The dissolved contents of the heavy metals in the small-intestine stage are shown in Figure 5. Compared with the control, after 0.5 and 1 g·L⁻¹, the nZNI stabilized, and the contents of Cr, Cu, Zn, and Pb in the stomach were decreased. We performed further analysis on the bioavailability of each heavy metal in the simulated gastric juice (Table 2), and the results show that after 0.5 and 1 g·L⁻¹, the nZNI stabilized, the bioavailabilities of the Cr, Cu, Zn, and Pb in the soil were 18.27, 46.35, 17.66, and 36.22%, respectively, and they decreased by 38.64, 91.07, 4.16, and 13.54%, respectively.

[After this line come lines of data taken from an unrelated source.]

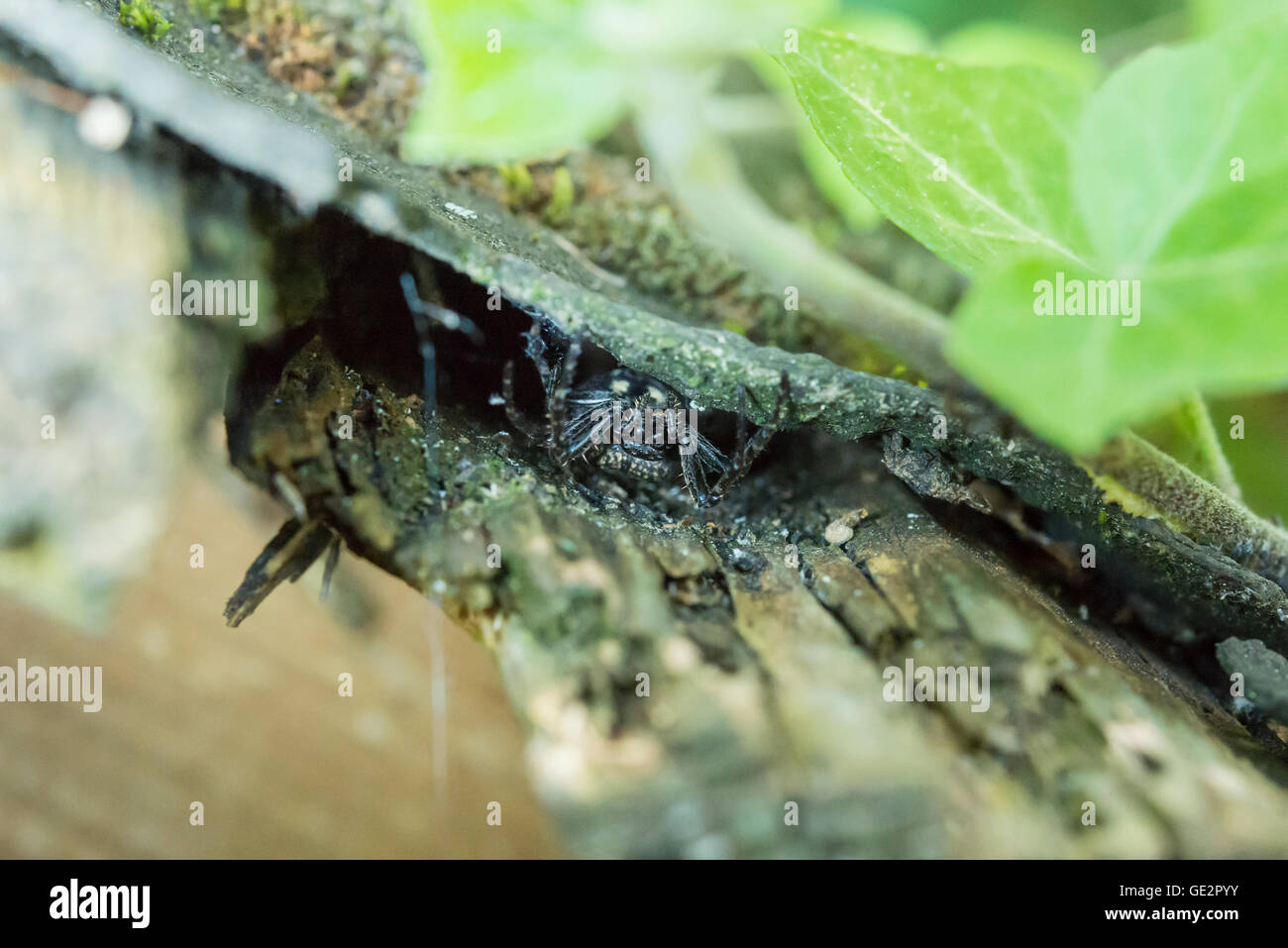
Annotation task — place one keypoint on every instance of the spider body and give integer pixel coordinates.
(632, 427)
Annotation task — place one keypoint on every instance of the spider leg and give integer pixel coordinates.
(696, 480)
(511, 408)
(750, 450)
(557, 403)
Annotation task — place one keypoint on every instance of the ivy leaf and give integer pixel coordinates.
(973, 162)
(1137, 181)
(526, 78)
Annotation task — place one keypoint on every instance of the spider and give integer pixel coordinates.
(632, 425)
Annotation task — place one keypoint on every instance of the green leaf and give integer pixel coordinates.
(524, 78)
(1132, 184)
(1013, 44)
(973, 162)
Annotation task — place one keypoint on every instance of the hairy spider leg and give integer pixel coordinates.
(557, 403)
(511, 408)
(750, 450)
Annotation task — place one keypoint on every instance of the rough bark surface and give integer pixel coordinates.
(761, 727)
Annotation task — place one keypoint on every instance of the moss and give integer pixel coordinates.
(562, 194)
(145, 17)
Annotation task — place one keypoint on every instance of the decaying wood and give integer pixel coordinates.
(715, 683)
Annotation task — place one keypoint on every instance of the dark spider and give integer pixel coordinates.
(612, 421)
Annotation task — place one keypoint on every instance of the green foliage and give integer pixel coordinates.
(215, 9)
(1016, 174)
(526, 78)
(146, 18)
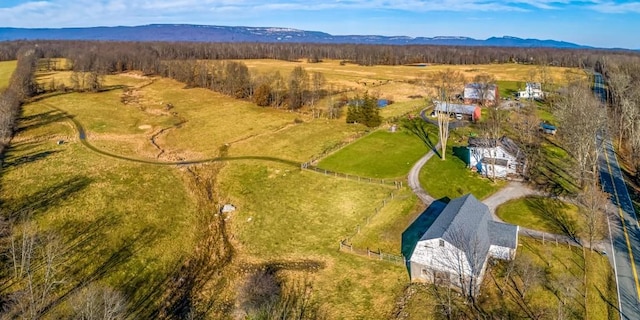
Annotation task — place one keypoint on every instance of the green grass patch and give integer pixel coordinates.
(508, 89)
(384, 230)
(555, 170)
(541, 213)
(381, 154)
(288, 214)
(6, 69)
(451, 178)
(560, 278)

It can be seen from the results above that the availabilities of heavy metals in the stomach are higher than those in the small intestine. The main reason for this is that the pH in the stomach is lower than that in the small intestine. The availabilities of the heavy metals in the stomach of the soil samples (S2 and S3) are lower than those of the stable presoil (S1). This indicates that the nZNI had a certain stabilizing effect on the heavy metals in the soil. It not only greatly reduced the soluble states of the heavy metal contents, but also thereby reduced their bioavailabilities. Among them, the stabilizing effect of 1.0 g·L⁻¹ of nZNI is higher than that of 0.5 g·L⁻¹ of nZNI.

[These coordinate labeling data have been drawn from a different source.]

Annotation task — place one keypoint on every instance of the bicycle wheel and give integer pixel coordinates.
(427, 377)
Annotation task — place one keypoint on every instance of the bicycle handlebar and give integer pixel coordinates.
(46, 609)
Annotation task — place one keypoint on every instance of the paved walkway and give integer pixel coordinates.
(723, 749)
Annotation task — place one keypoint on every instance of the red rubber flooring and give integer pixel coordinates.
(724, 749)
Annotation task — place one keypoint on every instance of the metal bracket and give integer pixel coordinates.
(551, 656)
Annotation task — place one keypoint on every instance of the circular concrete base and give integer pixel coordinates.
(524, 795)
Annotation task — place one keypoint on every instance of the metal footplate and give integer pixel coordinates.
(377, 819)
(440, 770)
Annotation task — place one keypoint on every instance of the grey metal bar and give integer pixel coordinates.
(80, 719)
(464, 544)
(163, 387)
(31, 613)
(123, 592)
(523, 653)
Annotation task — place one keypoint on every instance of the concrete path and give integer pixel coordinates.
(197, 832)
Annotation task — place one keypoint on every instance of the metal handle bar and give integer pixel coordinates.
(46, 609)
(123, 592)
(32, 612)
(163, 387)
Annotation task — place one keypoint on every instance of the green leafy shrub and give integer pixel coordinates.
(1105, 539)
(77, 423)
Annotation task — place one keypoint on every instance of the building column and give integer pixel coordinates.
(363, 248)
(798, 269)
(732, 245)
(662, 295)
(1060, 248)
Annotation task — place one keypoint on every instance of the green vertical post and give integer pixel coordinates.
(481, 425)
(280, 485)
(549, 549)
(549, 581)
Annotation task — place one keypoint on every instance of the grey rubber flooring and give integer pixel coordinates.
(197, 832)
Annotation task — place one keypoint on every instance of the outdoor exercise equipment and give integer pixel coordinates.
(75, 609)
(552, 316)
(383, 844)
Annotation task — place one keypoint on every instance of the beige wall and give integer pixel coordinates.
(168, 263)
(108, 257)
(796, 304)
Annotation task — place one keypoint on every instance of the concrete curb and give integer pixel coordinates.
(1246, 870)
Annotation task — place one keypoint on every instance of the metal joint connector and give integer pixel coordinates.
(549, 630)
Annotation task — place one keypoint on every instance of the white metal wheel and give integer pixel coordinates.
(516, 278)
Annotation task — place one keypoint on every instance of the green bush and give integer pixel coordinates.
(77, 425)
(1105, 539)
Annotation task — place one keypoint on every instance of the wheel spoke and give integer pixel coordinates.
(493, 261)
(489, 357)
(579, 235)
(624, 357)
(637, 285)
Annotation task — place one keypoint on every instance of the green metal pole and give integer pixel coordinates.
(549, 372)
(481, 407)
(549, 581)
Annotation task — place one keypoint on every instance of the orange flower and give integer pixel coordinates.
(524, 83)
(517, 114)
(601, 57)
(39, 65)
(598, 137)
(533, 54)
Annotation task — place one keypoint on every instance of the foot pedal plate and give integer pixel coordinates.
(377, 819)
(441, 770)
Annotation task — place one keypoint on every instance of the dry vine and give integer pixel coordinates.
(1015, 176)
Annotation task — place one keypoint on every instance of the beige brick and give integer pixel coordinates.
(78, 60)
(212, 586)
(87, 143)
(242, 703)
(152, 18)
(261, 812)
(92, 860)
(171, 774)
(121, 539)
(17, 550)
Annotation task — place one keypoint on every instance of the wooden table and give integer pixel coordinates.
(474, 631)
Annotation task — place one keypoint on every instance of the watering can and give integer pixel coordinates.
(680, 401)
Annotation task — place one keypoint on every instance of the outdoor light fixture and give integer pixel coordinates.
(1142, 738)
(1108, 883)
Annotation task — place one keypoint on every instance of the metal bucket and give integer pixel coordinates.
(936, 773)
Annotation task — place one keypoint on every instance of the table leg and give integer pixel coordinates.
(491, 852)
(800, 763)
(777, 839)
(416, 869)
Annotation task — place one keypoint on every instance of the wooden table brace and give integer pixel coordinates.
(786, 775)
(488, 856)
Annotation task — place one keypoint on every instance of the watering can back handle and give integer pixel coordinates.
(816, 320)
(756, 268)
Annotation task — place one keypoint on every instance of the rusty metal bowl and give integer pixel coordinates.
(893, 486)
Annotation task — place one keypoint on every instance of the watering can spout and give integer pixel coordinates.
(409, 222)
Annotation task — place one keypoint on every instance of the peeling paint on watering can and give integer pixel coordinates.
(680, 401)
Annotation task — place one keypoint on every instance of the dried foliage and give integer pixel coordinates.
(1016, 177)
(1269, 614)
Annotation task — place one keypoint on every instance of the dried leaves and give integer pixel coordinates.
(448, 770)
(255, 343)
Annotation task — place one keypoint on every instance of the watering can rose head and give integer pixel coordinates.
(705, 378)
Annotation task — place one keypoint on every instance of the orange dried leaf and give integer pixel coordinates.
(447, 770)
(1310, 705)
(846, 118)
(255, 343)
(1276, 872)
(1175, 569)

3.4. The Leaching Effects of Heavy Metals on the Basis of the DGT Method

The experimental results are shown in

Table 3. The concentrations of the heavy metals in 1 mol·L⁻¹ HNO₃ solution.

Soil Sample	Cr	Cu	Zn	Pb
S1	20.23 ± 2.03a	6.22 ± 0.37a	474.62 ± 5.09c	156.38 ± 4.15c
S2	2.53 ± 0.03b	3.74 ± 0.20b	391.65 ± 8.33b	31.28 ± 2.06b
S3	/	/	253.03 ± 10.21a	8.39 ± 0.34a

. It can be seen from the table that the contents of the heavy metals in the soil samples, S2 and S3, are reduced, and that the Cr and Cu in S3 are completely fixed by the nZNI. According to the definition of the phytoavailability of heavy metals, the concentration of heavy metals in the 1 mol·L⁻¹HNO₃ solution is positively correlated with the phytoavailability content. Compared with S1, the phytoavailability contents of the Cr, Cu, Zn, and Pb are also greatly decreased for S2 and S3 because of the stronger adsorption capacities. This shows that nZNI stabilizes the heavy metals drifting in the soil and greatly reduces the amounts of heavy metals that can be absorbed by plants. Moreover, for various metals, the stabilizing effect of 1.0 g·L⁻¹ of nZNI is greater than that of 0.5 g·L⁻¹ of nZNI.

4. Conclusions

The leaching contents of the four heavy metals in the soil were reduced after 0.5 and 1 g·L⁻¹ of the nZNI stabilized. The bioavailabilities of the Cr, Cu, Zn, and Pb in the stomach decreased by 12.7 and 42.8%, 30.67 and 72.1%, 6.1 and 20.8%, and 14.27 and 48.24% after 0.5 and 1 g·L⁻¹ of the nZNI stabilized, respectively. Moreover, the bioavailabilities in the small intestine decreased by 38.64 and 91.07%, 4.16 and 13.54%, 18.27 and 46.35%, and 17.66 and 36.22%, respectively. The phytoavailabilities of the heavy metals in the soil decreased after 0.5 and 1.0 g·L⁻¹ of nZNI-stabilized remediation. In summary, nZNI can be applied to effectively stabilize heavy metals in soil, thereby reducing the bioavailabilities and plant availabilities of the heavy metals in the soil, and subsequently reducing the toxic effects of heavy metals and their ecological risks in the soil.